Let us consider the position with regard to frigates and submarines. I have never hesitated to say that the 1998 strategic defence review was a well thought-out document. The problem, as we know, was that the plans it outlined were not fully funded, although at least one had the feeling that a theory was being set out, which meant that some sort of balance was understood and some sort of flexibility was retained. We did not take the view that because our circumstances in the world were more limited in terms of the interventions we could make, we should reshape our defence forces in such a way that we would be incapable of responding to an unexpected crisis as we had responded in the past.

At one point during the years of the Labour Government, a naval base review was carried out. My hon. Friend the Minister will recall that we, as the shadow defence team in opposition, were adamant that it would be most unwise to rely on only two naval bases in the entire country, one of which would be in Scotland and the other in either Portsmouth or Devonport. In particular, we had regard to the argument put forward so eloquently by my hon. Friend the Member for Plymouth, Sutton and Devonport in his introduction to the debate: if we put all our eggs in one basket, or all our ships in one or two ports—one at one end of the country and one at the far end from that—we will be in danger of the basket of eggs getting smashed or the ships getting bottled up. We therefore argued strongly for retaining the ports at Devonport and at Portsmouth, and it would be a grave mistake to change that argument now. If we believe that it is strategically wise, strategically necessary and, I would say, strategically essential to continue to have the potential to use both Devonport and Portsmouth as naval bases in the future—I can never emphasise enough that we cannot predict the future—it follows that we must spread out our assets to ensure that both ports remain viable. I have no prejudice as to which assets should be in Portsmouth and which should be in Devonport, but some assets should be in each of the two ports.

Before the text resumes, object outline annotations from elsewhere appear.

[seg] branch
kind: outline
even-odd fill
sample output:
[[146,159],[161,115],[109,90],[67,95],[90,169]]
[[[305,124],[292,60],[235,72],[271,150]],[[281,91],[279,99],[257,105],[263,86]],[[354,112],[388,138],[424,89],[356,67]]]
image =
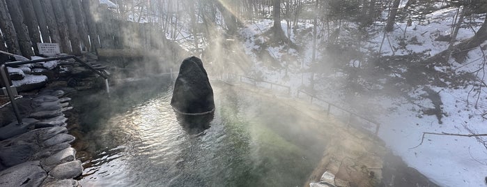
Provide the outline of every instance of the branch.
[[410,148],[409,149],[412,149],[417,148],[417,147],[419,147],[420,145],[423,144],[423,142],[424,141],[424,135],[451,135],[451,136],[463,136],[463,137],[487,136],[487,134],[467,134],[467,135],[463,135],[463,134],[447,133],[445,133],[445,132],[442,132],[441,133],[423,132],[423,137],[421,138],[421,143],[419,143],[419,144],[417,145],[417,146],[415,147]]

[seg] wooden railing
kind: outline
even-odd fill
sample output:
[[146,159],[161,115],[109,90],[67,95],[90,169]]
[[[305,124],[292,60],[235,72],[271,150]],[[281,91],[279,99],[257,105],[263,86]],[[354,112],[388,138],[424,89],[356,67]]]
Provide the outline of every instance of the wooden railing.
[[[350,110],[346,110],[346,109],[345,109],[345,108],[343,108],[343,107],[339,107],[339,106],[338,106],[338,105],[335,105],[335,104],[333,104],[333,103],[330,103],[330,102],[328,102],[328,101],[326,101],[326,100],[323,100],[323,99],[321,99],[321,98],[318,98],[316,96],[314,96],[314,94],[311,94],[307,93],[307,92],[306,92],[306,91],[302,91],[302,90],[298,90],[298,91],[297,91],[297,96],[296,96],[296,97],[297,97],[297,98],[300,98],[300,94],[305,94],[305,95],[307,95],[308,97],[309,97],[309,102],[311,103],[311,104],[315,104],[315,105],[320,105],[319,104],[317,104],[317,103],[317,103],[316,101],[320,101],[320,102],[321,102],[321,103],[325,103],[325,104],[326,105],[326,108],[327,108],[327,109],[326,109],[326,114],[327,114],[327,116],[330,116],[330,112],[331,112],[331,111],[332,111],[332,107],[334,107],[334,108],[338,109],[339,110],[341,110],[341,111],[342,111],[342,112],[344,112],[346,114],[348,114],[348,118],[347,118],[348,121],[346,122],[346,123],[347,124],[347,125],[350,125],[350,124],[351,124],[352,119],[353,119],[353,117],[356,117],[356,118],[357,118],[357,119],[361,119],[361,120],[362,120],[362,121],[366,122],[368,124],[373,124],[373,125],[376,126],[374,130],[373,130],[375,135],[377,135],[377,134],[378,133],[378,132],[379,132],[379,128],[380,128],[380,124],[379,124],[378,122],[374,121],[373,121],[373,120],[371,120],[371,119],[368,119],[368,118],[366,118],[366,117],[362,117],[362,116],[361,116],[361,115],[360,115],[360,114],[357,114],[357,113],[355,113],[355,112],[352,112],[352,111],[350,111]],[[322,107],[325,107],[325,106],[322,106]],[[366,128],[366,129],[370,130],[369,128]],[[372,131],[372,130],[371,130],[371,131]]]
[[[244,83],[252,84],[252,85],[254,85],[254,86],[255,86],[255,87],[259,86],[259,85],[258,85],[258,83],[259,83],[259,82],[263,82],[263,83],[265,83],[266,84],[270,85],[270,89],[271,89],[271,90],[274,90],[274,89],[276,89],[280,87],[280,88],[284,89],[284,90],[286,90],[285,93],[286,93],[288,95],[291,95],[291,87],[288,87],[288,86],[286,86],[286,85],[282,85],[282,84],[276,84],[276,83],[274,83],[274,82],[267,82],[267,81],[265,81],[265,80],[258,80],[255,79],[255,78],[249,77],[242,76],[242,75],[240,75],[240,82],[244,82]],[[249,83],[249,82],[247,82],[243,81],[244,79],[247,79],[247,80],[250,80],[250,82],[251,82],[252,83]],[[267,87],[261,87],[267,88]]]
[[[222,76],[220,78],[224,80],[225,77],[226,76]],[[291,87],[288,87],[288,86],[276,84],[274,82],[268,82],[268,81],[265,81],[265,80],[258,80],[256,78],[252,78],[252,77],[243,76],[243,75],[231,75],[231,76],[230,75],[228,75],[226,76],[226,77],[229,79],[230,79],[230,77],[233,77],[233,79],[237,77],[237,78],[239,78],[239,80],[234,80],[235,81],[240,81],[240,82],[248,84],[250,85],[253,85],[254,87],[263,87],[263,88],[266,88],[266,89],[270,89],[271,90],[273,90],[273,91],[278,90],[279,88],[281,88],[281,89],[279,89],[279,91],[282,91],[282,89],[284,89],[285,91],[284,91],[285,94],[286,94],[288,96],[290,96],[290,97],[293,96],[291,94]],[[261,83],[264,83],[265,84],[268,84],[268,85],[269,85],[269,87],[263,87],[262,85],[262,84],[261,84]],[[311,104],[316,105],[318,105],[318,106],[320,106],[323,107],[325,107],[326,108],[325,112],[326,112],[327,117],[330,117],[330,113],[332,113],[332,109],[335,108],[336,109],[335,111],[341,111],[341,112],[344,112],[346,114],[345,117],[341,118],[341,119],[345,119],[345,121],[343,121],[343,122],[345,122],[348,126],[352,125],[352,123],[353,123],[352,120],[353,120],[354,119],[357,119],[361,120],[362,122],[365,122],[369,126],[370,126],[371,124],[375,126],[375,128],[373,129],[371,128],[368,128],[368,127],[364,127],[364,125],[362,126],[362,128],[364,128],[365,129],[367,129],[367,130],[373,132],[375,135],[377,135],[378,133],[379,128],[380,128],[380,124],[379,124],[378,122],[375,121],[373,120],[371,120],[370,119],[368,119],[366,117],[364,117],[363,116],[361,116],[361,115],[360,115],[354,112],[352,112],[349,110],[345,109],[345,108],[340,107],[336,104],[332,103],[331,102],[326,101],[322,98],[317,97],[316,96],[315,96],[314,94],[307,93],[303,90],[300,90],[300,89],[298,90],[297,94],[296,94],[295,98],[299,98],[299,99],[302,99],[302,98],[300,97],[300,94],[307,96],[307,97],[309,98],[309,102]],[[324,103],[325,105],[320,105],[318,103]],[[334,116],[337,117],[338,115],[335,114],[334,114]],[[340,119],[340,118],[339,118],[339,119]],[[357,122],[360,122],[360,121],[357,121]],[[354,122],[354,124],[355,123],[355,122]]]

The Labour Government took office in 1997, and when their SDR was undertaken we had a total of 35 frigates and destroyers. The deal done in the SDR was that in return for the great future promise and asset of two large aircraft carriers, the number of frigates would be modestly reduced from 35 to 32, and the number of attack submarines—nuclear-powered, but not nuclear-armed—would be reduced from 12 to 10. We know what happened over the years: the number of frigates went down successively from 35 to 32, as predicted, and then to 31 and 25. If I remember correctly, at the last count the figure had gone down to 19. It is true that during that period six new Daring class—Type 45 —destroyers came into play, and they are, of course, much more powerful, potent and potentially lethal, so one could argue that they are a much better deterrent than the destroyers they replaced. However, one should fight shy of getting into the position that Geoff Hoon, the then Secretary of State for Defence, got into of saying that because a new warship is so much more powerful than the warship it replaces, the number of “platforms”, as they used to say—the number of ships to the rest of us—becomes irrelevant. That is not true, because no matter how powerful a warship is, it can be in only one place at any one time. Unfortunately, but necessarily, the activities of the Royal Navy often have to take place in many places simultaneously. At the moment, we are considering what we should do in relation to events in Libya.

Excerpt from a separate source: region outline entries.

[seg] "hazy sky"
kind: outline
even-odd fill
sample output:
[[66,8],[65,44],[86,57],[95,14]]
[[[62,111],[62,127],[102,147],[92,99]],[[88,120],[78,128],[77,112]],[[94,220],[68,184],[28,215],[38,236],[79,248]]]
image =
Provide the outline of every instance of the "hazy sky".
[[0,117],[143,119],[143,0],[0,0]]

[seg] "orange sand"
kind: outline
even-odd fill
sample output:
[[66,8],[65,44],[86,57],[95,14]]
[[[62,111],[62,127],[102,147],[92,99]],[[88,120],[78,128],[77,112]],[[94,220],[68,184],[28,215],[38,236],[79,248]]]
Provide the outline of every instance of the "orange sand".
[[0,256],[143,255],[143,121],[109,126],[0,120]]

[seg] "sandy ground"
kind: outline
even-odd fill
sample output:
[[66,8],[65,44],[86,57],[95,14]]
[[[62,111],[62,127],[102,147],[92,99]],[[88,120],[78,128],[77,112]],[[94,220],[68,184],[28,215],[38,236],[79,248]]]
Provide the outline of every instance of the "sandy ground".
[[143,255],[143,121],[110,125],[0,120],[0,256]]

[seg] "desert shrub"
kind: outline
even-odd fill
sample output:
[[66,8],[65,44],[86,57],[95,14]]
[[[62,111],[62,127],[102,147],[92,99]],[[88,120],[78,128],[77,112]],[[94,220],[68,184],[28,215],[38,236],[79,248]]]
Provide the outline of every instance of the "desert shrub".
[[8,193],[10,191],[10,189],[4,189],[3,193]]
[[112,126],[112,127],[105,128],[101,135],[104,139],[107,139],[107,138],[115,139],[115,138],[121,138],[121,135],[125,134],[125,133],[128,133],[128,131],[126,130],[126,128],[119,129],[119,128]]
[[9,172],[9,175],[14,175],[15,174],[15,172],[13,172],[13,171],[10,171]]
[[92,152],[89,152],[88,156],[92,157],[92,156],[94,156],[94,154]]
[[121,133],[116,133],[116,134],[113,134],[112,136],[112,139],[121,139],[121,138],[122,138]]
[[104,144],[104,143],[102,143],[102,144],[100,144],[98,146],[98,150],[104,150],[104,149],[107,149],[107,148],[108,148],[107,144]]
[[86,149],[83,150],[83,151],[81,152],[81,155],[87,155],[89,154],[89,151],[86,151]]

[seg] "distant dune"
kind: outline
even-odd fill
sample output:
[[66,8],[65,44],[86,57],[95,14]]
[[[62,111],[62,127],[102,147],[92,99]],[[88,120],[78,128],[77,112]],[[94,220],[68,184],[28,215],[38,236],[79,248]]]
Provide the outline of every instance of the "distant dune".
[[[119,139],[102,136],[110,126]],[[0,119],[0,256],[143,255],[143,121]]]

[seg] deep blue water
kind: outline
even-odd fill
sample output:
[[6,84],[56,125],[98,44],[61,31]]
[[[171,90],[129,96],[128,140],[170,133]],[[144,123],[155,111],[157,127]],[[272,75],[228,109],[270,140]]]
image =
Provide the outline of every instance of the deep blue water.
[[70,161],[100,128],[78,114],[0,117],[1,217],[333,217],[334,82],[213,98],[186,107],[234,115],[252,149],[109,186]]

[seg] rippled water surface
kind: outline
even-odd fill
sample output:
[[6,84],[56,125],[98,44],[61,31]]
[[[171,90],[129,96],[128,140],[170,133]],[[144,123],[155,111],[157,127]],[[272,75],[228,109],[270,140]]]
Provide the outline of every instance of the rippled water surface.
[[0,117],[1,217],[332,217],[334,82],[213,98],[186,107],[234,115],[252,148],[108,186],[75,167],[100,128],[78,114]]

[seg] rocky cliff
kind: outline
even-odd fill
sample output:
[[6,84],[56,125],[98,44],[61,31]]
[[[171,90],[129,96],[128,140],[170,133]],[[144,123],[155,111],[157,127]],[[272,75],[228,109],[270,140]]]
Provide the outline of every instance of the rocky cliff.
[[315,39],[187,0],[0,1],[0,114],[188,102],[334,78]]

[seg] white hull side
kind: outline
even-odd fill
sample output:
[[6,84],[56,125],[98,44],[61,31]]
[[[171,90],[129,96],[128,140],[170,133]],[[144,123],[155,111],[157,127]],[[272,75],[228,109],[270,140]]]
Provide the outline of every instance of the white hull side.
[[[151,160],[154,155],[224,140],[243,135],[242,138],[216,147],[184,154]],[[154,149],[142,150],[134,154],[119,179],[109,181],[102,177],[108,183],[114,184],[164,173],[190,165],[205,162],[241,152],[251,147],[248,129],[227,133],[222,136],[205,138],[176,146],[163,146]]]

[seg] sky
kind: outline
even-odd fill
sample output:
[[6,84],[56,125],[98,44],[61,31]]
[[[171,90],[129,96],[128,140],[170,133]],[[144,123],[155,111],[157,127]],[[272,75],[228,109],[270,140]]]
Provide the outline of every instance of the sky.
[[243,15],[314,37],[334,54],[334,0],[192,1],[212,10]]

There is something else that slightly bothers me: I lost count of the number of times that Conservative spokesmen said in opposition that although we could not be sure whether we would spend more money on defence until we saw what the books actually said about the economics, we would definitely keep expenditure on defence in line with the commitments undertaken. I often stood up and said that we would need either to spend more on defence or to reduce our commitments. In reality, as we know, we are very stretched indeed as a result of the ongoing commitment in Afghanistan, and we now find ourselves suddenly with an additional commitment in Libya. After some prodding, the Foreign Secretary conceded that its cost, on which I was rather aggravatingly pressing him, would be met from the Treasury reserve, but all signs are that the commitment to a Libyan no-fly zone will not prove decisive in ousting Colonel Gaddafi, even though it may prove, and arguably has proved, effective in preventing him from initiating the wholesale mass slaughter that he was not only ruthless enough but stupid enough to announce to the world that he intended to visit on the citizens of Benghazi.

If those two statements are true—first, that the no-fly zone will not be enough to oust Gaddafi and, secondly, that it will nevertheless be effective in limiting the massacre of innocent civilians, which was our purpose for intervening—the logical consequence is that the commitment will go on for a considerable time. The Government will have to think hard about what they are prepared to spend on defence.

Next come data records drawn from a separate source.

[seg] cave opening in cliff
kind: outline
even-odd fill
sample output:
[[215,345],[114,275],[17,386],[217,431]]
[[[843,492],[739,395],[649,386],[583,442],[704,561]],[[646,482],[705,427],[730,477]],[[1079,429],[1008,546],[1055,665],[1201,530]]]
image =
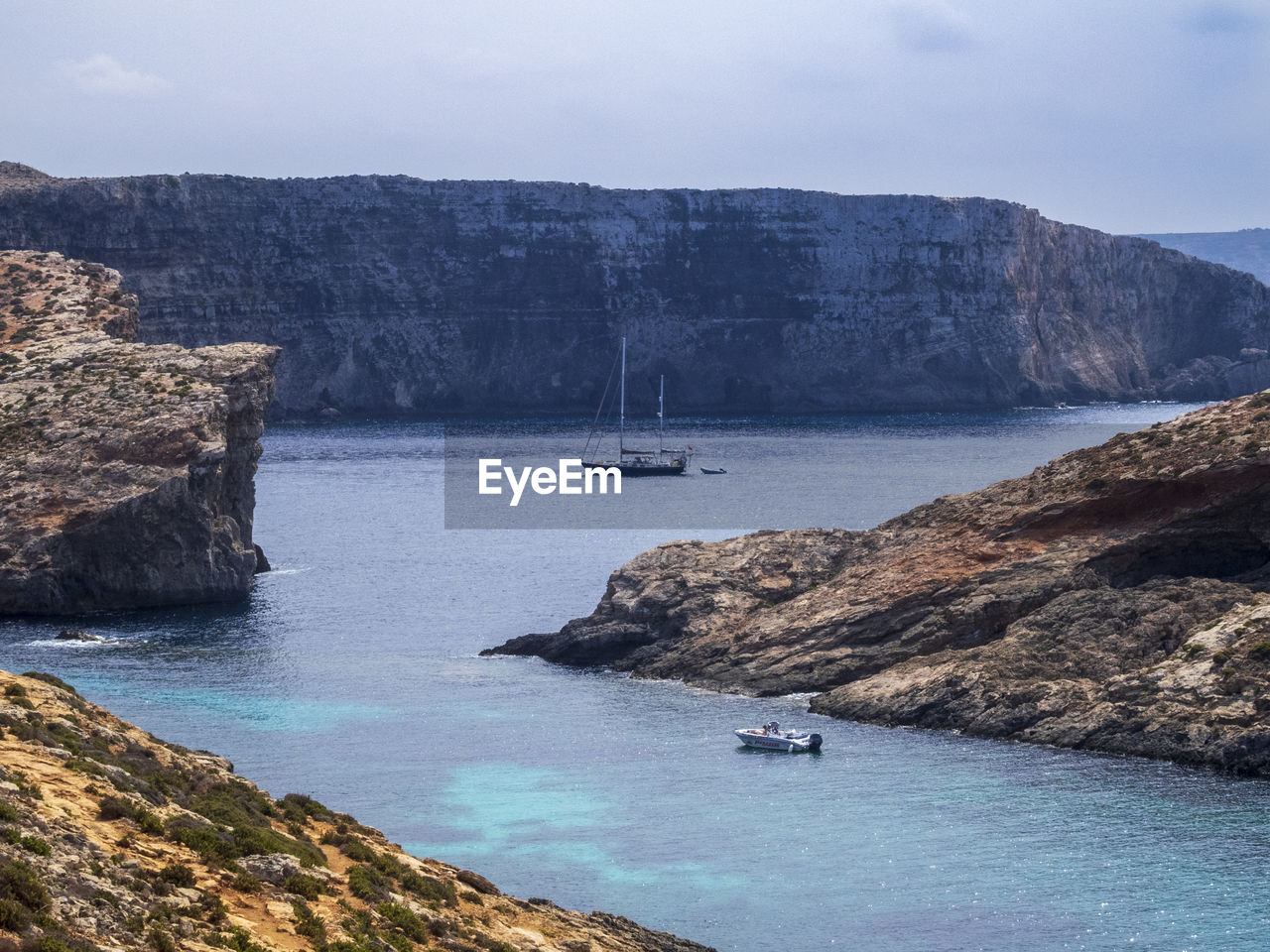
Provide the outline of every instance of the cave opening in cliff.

The Government cannot meet the costs from Treasury reserves indefinitely. We all know what then happens: we tend to get ourselves into the situation encountered by Tony Blair, who said towards the end of his time as Prime Minister that spending on defence had remained roughly constant at 2.5% of gross domestic product throughout the decade of Labour rule, but then added the crucial words, “if the costs of Iraq and Afghanistan are included.” In other words, the cost of those two wars was effectively being counted as part of our basic expenditure on defence. Such a thing will always happen.

The Government must think clearly about whether to put the economic case at the top of their agenda or whether to put up there instead the ability to intervene, as we have intervened in Libya. They cannot have it both ways. Many countries, including in Europe, would doubtless love to be able to intervene to stop massacres in Benghazi, but they do not do so—or not more than minimally—because their simple view is, “Well, we’re very sorry but we’re too small, too ineffective, too weak and too poor, and we cannot afford to maintain the armed forces necessary to do that sort of thing.” That is fair enough.